All That Jazz est une oeuvre testamentaire, celle du talentueux chorégraphe Bob Fosse dont le génie créatif sublima nombre de spectacles à Broadway. Quand le bonhomme passe des planches à la réalisation, il obtient tout de même 8 Oscars pour Cabaret, réussissant avec une aisance déconcertante tous les projets qu’il entreprend. Son troisième film Que le spectacle commence connu sous le titre All That Jazz,  obtiendra la Palme d’Or à Cannes, et reste mon oeuvre préférée d’un homme qui n’a eu dans sa vie qu’une seule obsession : son art. Ce film est à la fois une oeuvre testamentaire et prémonitoire avec une conclusion assez proche des derniers instants de Bob Fosse dont le corps aura fini par lâcher en raison d’une surcharge de travail et d'une consommation trop importante de narcotiques. Pour jouer son alter ego dans le film, il choisit un Roy Schneider à contre-emploi. Star de films d’action, il fait preuve ici d’une grande fragilité et semble totalement investi.

Film sublime sur la création portée par une énergie qui pourrait faire claquer des doigts le plus réfractaire spectateur à la comédie musicale, Bob Fosse signe une oeuvre qui parle de lui sans jamais tomber dans l’égocentrisme. Le réalisateur a écrit son script à partir d’une enquête où il demandait à ses collaborateurs, ses danseurs et ses proches de lui dire ce qu’ils pensaient sincèrement de lui en bien et en mal. Ce portrait d’un artiste passionné montre le poids du business dans le music-hall et les efforts incommensurables demandés aux danseurs dans un milieu hautement concurrentiel comme le rappel le titre There’s no business like show-business dans le film.
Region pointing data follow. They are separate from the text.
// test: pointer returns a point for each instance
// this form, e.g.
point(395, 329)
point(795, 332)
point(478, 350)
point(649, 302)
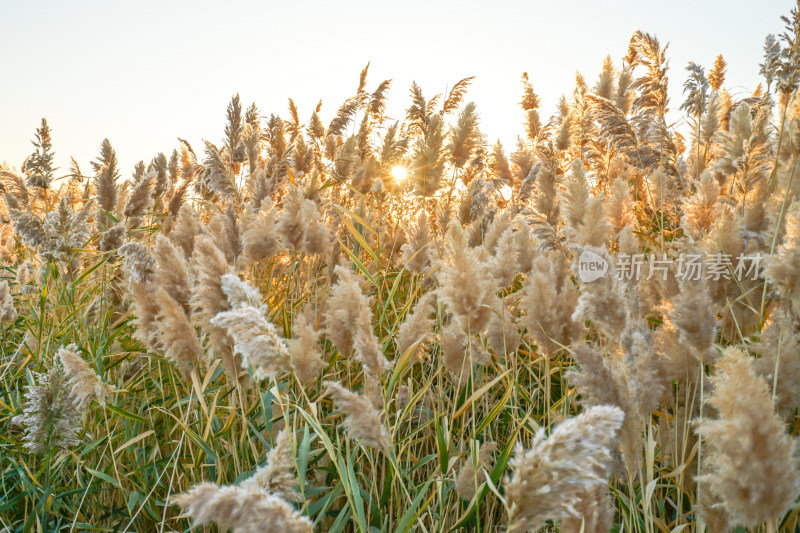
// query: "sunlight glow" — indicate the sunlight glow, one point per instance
point(399, 173)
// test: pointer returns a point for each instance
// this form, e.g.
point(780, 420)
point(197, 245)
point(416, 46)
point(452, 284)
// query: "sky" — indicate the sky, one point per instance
point(145, 73)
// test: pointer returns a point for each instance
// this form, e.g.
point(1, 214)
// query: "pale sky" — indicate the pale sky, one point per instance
point(144, 73)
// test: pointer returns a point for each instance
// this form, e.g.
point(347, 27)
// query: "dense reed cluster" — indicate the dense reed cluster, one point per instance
point(383, 324)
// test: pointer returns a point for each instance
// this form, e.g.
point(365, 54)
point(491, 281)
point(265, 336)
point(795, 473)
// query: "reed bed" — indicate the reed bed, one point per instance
point(371, 324)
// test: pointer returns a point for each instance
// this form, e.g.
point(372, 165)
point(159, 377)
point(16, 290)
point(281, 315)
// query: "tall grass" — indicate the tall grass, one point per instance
point(385, 326)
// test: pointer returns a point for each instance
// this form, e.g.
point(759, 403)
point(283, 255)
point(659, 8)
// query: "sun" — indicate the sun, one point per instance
point(399, 173)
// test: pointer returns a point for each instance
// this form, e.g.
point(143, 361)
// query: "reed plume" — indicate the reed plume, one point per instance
point(51, 416)
point(83, 382)
point(278, 476)
point(751, 464)
point(553, 477)
point(245, 509)
point(7, 311)
point(362, 421)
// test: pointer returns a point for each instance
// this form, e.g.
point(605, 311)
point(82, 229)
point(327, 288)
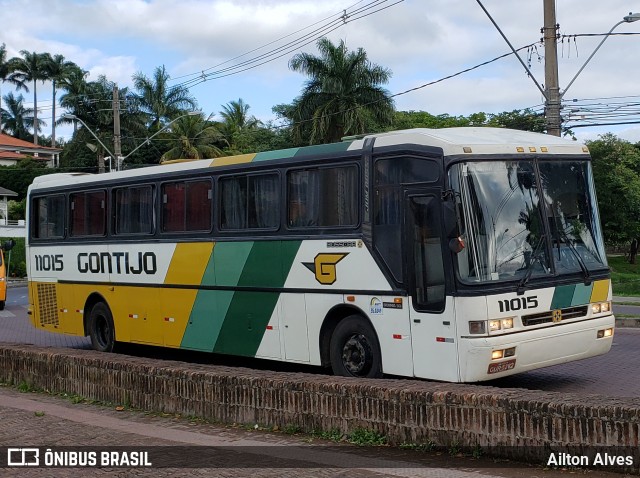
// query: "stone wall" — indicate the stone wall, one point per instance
point(513, 423)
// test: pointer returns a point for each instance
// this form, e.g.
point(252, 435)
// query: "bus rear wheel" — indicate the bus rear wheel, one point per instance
point(101, 328)
point(354, 349)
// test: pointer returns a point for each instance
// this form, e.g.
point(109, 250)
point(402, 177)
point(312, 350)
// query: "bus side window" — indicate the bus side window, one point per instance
point(48, 217)
point(325, 197)
point(88, 213)
point(134, 212)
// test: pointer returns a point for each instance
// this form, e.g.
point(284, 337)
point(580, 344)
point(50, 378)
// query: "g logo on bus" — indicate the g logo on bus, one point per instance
point(324, 267)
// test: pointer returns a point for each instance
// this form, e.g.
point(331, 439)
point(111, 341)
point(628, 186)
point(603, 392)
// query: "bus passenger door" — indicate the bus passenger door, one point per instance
point(433, 331)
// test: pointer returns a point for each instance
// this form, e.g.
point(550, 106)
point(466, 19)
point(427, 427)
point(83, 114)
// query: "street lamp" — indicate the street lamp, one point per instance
point(121, 159)
point(74, 117)
point(632, 17)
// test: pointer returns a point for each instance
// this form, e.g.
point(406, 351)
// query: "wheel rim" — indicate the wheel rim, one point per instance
point(356, 355)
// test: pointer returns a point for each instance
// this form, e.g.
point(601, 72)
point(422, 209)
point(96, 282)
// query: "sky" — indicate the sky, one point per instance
point(420, 41)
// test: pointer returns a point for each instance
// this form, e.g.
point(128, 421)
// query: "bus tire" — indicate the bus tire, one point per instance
point(101, 328)
point(354, 349)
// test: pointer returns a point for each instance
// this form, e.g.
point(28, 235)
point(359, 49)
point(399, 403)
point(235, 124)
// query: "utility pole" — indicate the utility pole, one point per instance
point(552, 89)
point(117, 146)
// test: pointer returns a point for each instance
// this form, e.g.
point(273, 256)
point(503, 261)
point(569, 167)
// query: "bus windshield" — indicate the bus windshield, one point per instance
point(526, 219)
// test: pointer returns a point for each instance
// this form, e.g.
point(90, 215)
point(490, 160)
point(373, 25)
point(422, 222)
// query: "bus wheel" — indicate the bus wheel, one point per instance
point(101, 329)
point(354, 349)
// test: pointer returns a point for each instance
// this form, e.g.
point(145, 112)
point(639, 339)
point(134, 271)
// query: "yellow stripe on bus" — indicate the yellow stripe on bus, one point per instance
point(600, 291)
point(187, 268)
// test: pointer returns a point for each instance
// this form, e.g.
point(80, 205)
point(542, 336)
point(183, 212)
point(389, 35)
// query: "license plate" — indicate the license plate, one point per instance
point(502, 366)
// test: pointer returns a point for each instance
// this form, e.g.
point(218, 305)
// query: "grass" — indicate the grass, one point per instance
point(625, 277)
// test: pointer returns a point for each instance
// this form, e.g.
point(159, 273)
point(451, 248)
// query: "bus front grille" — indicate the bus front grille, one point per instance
point(47, 304)
point(547, 317)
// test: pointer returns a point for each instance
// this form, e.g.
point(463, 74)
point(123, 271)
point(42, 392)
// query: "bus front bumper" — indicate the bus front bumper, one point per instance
point(533, 349)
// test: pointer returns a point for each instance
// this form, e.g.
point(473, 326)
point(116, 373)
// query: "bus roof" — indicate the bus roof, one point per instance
point(453, 141)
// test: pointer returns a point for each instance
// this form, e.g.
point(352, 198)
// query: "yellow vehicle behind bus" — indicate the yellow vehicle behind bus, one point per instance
point(8, 245)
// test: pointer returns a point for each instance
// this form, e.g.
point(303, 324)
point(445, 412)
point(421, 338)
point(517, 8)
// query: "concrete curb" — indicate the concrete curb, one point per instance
point(512, 423)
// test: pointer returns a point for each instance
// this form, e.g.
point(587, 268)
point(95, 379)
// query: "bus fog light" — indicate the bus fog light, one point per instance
point(605, 333)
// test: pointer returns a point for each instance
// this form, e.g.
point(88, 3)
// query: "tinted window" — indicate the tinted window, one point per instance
point(323, 197)
point(88, 213)
point(250, 202)
point(134, 210)
point(186, 206)
point(48, 217)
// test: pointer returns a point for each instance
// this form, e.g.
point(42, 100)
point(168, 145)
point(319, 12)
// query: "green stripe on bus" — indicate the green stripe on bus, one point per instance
point(280, 154)
point(582, 294)
point(244, 326)
point(211, 306)
point(324, 148)
point(562, 296)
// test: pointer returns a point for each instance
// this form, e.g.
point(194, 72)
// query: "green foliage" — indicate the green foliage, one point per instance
point(333, 434)
point(341, 96)
point(18, 178)
point(366, 437)
point(625, 277)
point(616, 171)
point(525, 120)
point(16, 257)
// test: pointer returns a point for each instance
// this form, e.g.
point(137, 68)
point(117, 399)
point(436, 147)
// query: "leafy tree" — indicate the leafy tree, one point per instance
point(57, 70)
point(17, 209)
point(20, 176)
point(263, 138)
point(525, 120)
point(18, 120)
point(32, 67)
point(160, 101)
point(94, 109)
point(616, 170)
point(341, 96)
point(74, 85)
point(422, 119)
point(193, 137)
point(236, 119)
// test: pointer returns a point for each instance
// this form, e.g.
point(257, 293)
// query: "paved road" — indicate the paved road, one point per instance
point(37, 420)
point(613, 374)
point(179, 447)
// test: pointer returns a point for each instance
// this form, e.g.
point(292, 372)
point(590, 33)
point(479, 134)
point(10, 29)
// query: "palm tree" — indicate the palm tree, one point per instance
point(342, 93)
point(5, 71)
point(31, 67)
point(193, 137)
point(57, 69)
point(236, 119)
point(75, 86)
point(18, 120)
point(159, 100)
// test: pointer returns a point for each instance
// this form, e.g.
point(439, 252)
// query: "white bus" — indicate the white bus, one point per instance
point(460, 254)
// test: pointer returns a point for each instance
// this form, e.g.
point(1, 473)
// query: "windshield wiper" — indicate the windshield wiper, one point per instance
point(574, 250)
point(534, 257)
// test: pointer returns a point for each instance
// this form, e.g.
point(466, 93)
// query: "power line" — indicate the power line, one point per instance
point(289, 47)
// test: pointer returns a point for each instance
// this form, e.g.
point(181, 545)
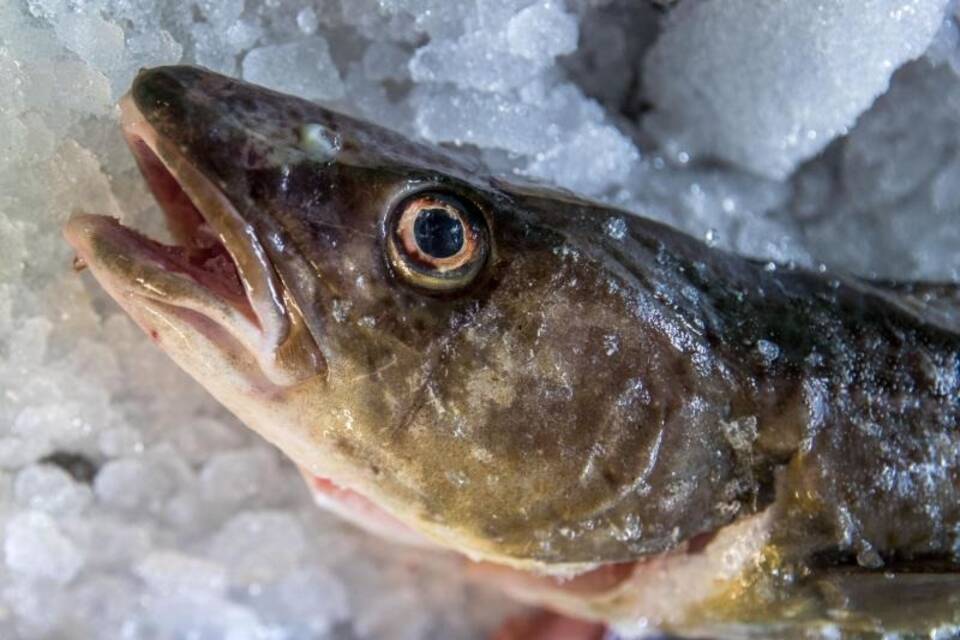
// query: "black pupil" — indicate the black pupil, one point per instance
point(438, 234)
Bob Foss maîtrise parfaitement les échelles de plans et le montage, nous donnant à voir des images qui sont une exaltation érotique des corps qui reste une merveille à regarder. Outrancier, généreux et d’une tendresse infinie, Bob Fosse signe un chef-d’oeuvre tout simplement !

 

Hair de Milos Forman

Milos Forman appartient à cette race de cinéastes dont les œuvres sont intemporelles et restent longtemps gravées dans notre inconscient. À l’instar d’Amadeus ou Man on the moon, Hair n’a rien perdu de sa superbe et reste 38 ans après sa sortie, une œuvre majeure.
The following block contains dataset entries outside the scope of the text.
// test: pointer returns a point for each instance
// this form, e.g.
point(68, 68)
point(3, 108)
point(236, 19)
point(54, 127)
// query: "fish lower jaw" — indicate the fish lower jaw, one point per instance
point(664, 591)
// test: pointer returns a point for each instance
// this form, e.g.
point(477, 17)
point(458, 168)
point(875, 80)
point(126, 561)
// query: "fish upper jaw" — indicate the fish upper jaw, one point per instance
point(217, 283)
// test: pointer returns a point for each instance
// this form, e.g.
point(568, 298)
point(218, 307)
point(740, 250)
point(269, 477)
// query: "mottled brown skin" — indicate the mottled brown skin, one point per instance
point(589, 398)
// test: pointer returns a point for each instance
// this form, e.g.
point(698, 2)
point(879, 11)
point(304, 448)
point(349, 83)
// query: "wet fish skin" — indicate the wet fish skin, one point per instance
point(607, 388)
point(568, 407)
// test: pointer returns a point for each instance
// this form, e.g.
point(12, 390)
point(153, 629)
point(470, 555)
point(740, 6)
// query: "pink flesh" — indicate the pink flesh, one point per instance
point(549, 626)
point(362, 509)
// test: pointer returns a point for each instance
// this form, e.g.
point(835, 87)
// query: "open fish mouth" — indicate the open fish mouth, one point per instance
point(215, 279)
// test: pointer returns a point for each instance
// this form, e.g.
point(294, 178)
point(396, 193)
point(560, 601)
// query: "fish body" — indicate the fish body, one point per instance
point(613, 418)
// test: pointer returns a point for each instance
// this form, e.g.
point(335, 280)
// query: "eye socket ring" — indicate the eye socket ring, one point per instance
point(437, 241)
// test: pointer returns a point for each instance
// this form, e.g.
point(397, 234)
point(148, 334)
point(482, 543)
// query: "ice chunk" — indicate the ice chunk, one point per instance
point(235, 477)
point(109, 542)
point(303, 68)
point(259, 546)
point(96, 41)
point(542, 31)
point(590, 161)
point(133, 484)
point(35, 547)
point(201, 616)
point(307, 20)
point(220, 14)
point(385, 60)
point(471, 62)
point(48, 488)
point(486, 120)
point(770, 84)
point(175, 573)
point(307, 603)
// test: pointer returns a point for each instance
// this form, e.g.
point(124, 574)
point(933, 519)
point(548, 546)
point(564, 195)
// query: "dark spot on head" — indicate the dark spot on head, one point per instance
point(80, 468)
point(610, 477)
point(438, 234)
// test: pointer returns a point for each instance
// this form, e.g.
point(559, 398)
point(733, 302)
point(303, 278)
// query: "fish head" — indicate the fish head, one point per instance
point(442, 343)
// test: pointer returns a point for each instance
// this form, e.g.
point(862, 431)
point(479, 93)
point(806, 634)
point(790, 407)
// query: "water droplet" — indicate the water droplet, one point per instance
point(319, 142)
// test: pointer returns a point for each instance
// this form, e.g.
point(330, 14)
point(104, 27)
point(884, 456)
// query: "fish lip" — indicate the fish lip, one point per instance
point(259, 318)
Ce n’était pas gagné d’avance pour un film si fortement inscrit dans son époque, cette période des années 60-70, culturellement riche, et témoin de profonds bouleversements (vestimentaires, musicaux, ou sociétaux).  De la même manière, sa mise en scène, avec notamment l’emploi caractéristique du zoom, aurait pu être un frein pour le cinéphile du nouveau millénaire habitué aux amples mouvements de caméra.

Pour autant, le film, dans la manière qu’il a de construire une relation forte avec ses personnages, arrive à totalement nous faire oublier le contexte pour directement toucher nos âmes. À travers le destin de Claude, sorte de candide aux pays des hippies, le réalisateur initie progressivement le spectateur de l’époque, mais aussi du nouveau millénaire, aux codes du Flower Power. En utilisant le départ prochain de Claude sur le front vietnamien, Forman confronte une jeunesse libertaire à une société conformiste.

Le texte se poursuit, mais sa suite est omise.